The audit rate for low-income taxpayers fell too, but by not nearly as much. Today, a low-income person claiming the earned income tax credit is more likely to be audited by the IRS than someone making $400,000 a year, according to ProPublica.
Trump’s low tax burden stems in large part from the way his businesses are legally incorporated.
Most Americans’ tax payments to the IRS are derived from the income they receive from their wages and salaries from the employer. In this traditional formula, Americans’ employers — often formed as a “C-Corp,” or corporation — also pay a separate additional tax payment to the IRS on the corporate tax rate.
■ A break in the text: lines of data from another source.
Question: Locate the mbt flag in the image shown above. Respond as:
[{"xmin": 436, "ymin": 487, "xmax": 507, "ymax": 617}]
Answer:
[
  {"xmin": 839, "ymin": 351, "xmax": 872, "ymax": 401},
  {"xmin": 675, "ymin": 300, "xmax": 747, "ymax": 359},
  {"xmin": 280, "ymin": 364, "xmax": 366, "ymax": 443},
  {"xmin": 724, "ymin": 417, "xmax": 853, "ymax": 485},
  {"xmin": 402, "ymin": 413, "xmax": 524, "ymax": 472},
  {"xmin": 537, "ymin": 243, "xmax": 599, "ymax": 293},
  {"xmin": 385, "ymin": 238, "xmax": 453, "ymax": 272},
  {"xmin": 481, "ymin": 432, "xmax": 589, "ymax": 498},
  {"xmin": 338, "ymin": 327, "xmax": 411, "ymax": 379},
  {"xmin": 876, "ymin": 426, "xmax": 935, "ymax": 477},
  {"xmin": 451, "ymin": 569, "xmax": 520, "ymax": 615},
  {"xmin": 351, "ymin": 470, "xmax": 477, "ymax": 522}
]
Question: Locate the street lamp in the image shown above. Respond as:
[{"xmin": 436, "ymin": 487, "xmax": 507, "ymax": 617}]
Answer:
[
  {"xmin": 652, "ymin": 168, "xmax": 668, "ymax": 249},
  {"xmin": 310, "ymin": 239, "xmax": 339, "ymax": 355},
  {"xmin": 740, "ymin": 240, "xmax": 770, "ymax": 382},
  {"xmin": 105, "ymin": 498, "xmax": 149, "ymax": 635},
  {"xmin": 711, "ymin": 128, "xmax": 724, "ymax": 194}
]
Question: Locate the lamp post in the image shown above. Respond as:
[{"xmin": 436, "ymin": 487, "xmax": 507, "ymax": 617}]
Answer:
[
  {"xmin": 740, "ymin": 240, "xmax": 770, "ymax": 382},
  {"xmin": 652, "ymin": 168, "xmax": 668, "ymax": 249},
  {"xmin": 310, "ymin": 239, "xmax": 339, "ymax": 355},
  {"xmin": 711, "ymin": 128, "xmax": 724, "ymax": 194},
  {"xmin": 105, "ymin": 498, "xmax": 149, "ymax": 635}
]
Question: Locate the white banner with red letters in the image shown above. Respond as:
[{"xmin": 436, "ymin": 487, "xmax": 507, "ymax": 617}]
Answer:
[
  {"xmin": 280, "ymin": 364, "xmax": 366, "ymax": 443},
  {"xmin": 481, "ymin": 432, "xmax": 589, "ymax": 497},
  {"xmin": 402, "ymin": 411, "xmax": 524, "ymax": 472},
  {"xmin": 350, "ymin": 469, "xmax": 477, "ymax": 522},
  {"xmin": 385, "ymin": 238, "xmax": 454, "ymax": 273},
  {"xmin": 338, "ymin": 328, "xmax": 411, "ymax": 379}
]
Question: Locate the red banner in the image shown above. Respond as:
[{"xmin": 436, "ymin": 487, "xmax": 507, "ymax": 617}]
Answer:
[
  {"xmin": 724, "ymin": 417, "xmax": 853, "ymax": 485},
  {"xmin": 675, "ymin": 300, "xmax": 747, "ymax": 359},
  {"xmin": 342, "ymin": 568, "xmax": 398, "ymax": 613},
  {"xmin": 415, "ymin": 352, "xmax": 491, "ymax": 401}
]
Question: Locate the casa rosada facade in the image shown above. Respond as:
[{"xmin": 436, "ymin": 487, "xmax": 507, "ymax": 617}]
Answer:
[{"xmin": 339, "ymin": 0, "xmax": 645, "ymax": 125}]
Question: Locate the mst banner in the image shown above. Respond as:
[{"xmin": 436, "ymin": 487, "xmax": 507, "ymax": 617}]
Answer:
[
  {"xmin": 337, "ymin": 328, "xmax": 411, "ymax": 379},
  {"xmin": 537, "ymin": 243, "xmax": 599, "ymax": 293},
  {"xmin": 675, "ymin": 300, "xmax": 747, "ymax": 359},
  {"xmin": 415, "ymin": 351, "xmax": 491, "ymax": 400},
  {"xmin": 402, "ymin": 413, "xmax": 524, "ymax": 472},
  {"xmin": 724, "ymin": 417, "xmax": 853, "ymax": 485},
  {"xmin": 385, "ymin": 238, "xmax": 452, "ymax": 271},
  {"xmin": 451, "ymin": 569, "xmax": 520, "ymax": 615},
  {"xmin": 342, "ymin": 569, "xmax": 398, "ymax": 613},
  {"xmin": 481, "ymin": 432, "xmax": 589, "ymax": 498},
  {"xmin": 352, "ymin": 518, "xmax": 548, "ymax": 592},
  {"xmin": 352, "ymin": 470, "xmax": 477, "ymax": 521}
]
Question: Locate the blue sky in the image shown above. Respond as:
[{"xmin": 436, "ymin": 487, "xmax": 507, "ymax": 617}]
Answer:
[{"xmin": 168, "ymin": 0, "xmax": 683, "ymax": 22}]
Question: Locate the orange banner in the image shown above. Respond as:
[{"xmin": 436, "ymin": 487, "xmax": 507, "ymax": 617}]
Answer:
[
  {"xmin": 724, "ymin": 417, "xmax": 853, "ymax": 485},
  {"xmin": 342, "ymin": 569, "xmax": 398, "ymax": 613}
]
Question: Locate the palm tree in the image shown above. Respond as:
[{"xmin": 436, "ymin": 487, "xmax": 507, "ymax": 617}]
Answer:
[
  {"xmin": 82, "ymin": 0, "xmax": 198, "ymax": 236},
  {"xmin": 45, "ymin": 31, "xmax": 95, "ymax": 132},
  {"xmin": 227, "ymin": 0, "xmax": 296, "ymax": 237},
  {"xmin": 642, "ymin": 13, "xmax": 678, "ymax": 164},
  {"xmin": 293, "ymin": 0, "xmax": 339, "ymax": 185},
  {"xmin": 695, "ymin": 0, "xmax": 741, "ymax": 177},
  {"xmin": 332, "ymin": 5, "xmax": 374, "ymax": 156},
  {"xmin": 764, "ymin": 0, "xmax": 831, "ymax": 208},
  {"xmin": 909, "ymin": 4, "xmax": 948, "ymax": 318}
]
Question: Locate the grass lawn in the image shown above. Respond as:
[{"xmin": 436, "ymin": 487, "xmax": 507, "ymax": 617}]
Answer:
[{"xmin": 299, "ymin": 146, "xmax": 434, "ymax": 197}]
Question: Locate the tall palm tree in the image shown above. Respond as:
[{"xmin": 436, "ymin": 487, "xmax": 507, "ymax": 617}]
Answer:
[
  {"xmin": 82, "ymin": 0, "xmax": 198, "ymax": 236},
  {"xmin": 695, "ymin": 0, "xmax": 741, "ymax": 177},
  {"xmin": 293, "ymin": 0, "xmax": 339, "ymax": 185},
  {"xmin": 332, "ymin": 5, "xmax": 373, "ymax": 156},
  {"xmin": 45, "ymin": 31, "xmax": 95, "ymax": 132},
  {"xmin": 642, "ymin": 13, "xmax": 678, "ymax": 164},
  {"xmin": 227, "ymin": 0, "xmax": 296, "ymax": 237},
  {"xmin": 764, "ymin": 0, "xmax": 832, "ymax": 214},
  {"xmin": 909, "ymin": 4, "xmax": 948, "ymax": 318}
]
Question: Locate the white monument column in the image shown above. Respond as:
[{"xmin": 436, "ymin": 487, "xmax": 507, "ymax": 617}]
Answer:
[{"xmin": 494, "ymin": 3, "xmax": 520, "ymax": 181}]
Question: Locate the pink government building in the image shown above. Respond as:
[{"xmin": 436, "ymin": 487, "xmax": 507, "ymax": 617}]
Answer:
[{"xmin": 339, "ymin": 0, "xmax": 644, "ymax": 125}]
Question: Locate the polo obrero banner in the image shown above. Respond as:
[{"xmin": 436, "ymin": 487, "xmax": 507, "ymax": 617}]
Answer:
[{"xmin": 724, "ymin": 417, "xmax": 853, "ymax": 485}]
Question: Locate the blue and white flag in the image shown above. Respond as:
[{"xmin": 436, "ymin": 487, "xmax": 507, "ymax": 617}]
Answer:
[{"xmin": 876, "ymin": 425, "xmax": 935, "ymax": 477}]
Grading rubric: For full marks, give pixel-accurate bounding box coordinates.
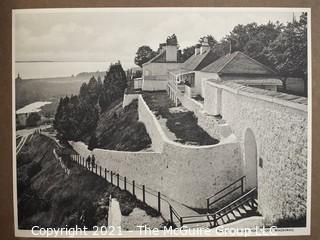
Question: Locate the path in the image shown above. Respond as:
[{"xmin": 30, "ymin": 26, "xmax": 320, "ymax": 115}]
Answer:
[{"xmin": 71, "ymin": 155, "xmax": 209, "ymax": 227}]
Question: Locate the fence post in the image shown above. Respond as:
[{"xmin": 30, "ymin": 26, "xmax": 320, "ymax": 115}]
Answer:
[
  {"xmin": 117, "ymin": 173, "xmax": 119, "ymax": 187},
  {"xmin": 241, "ymin": 177, "xmax": 244, "ymax": 195},
  {"xmin": 158, "ymin": 192, "xmax": 161, "ymax": 213},
  {"xmin": 132, "ymin": 180, "xmax": 136, "ymax": 196},
  {"xmin": 142, "ymin": 185, "xmax": 146, "ymax": 203},
  {"xmin": 111, "ymin": 171, "xmax": 113, "ymax": 184}
]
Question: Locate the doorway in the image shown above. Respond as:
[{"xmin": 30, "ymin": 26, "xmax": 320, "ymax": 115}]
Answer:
[{"xmin": 244, "ymin": 128, "xmax": 258, "ymax": 190}]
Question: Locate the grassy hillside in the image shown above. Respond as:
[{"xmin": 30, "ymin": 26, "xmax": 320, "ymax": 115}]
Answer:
[
  {"xmin": 17, "ymin": 135, "xmax": 157, "ymax": 229},
  {"xmin": 90, "ymin": 100, "xmax": 151, "ymax": 151}
]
By contrast, Trump runs his firms as “pass-through” entities. This legal structure — such as an “S-Corporation” or “Limited Liability Corporation” — requires business owners to report both the income and losses from their business operations on their personal tax returns. There are close to 30 million pass-through entities in America.
“Trump is not an ordinary taxpayer: He is a business taxpayer with loads of losses, which can do funny things to your taxes and zero them out for some years or many years,” said Kyle Pomerleau, a tax expert at the American Enterprise Institute, a conservative-leaning think-tank. “It can happen across different industries, for different reasons.”
The revelation is also likely to reanimate a longstanding debate over taxing the rich in the U.S. Wealthy families’ tax burdens have declined dramatically since the 1960s, according to economists Emmanuel Saez and Gabriel Zucman. Data compiled by the team show that in 1960, the richest 400 families in the U.S. had an average effective tax rate of well over 50 percent.
By 2018 that burden had been slashed by more than half, with the top 400 paying an effective total rate of less than 25 percent — lower than the effective tax rate paid by the bottom half of American households.
Saez and Zucman’s tallies include not just federal income tax, but also corporate, state and local taxes.
That decline is due in part due to deliberate congressional policy choices, with steep drops observed following the Reagan tax cuts in the 1980s and, more recently, the Trump tax cuts in 2017. That law lowered the top rate on federal income taxes and slashed the corporate tax rate, both of which were unlikely to have benefited Trump personally. It also limited taxpayers’ ability to deduct their state and local taxes which may have squeezed Trump. But the GOP tax law also significantly expanded a deduction for pass-through, which may have benefited the president.
Congress has also restricted funding for the Internal Revenue Service in recent years, giving the agency fewer resources to go after suspected cases of tax fraud. An investigation by ProPublica found that the wealthy have been the primary beneficiaries of that policy change, which effectively slashed the audit rate for the richest 1 percent of taxpayers.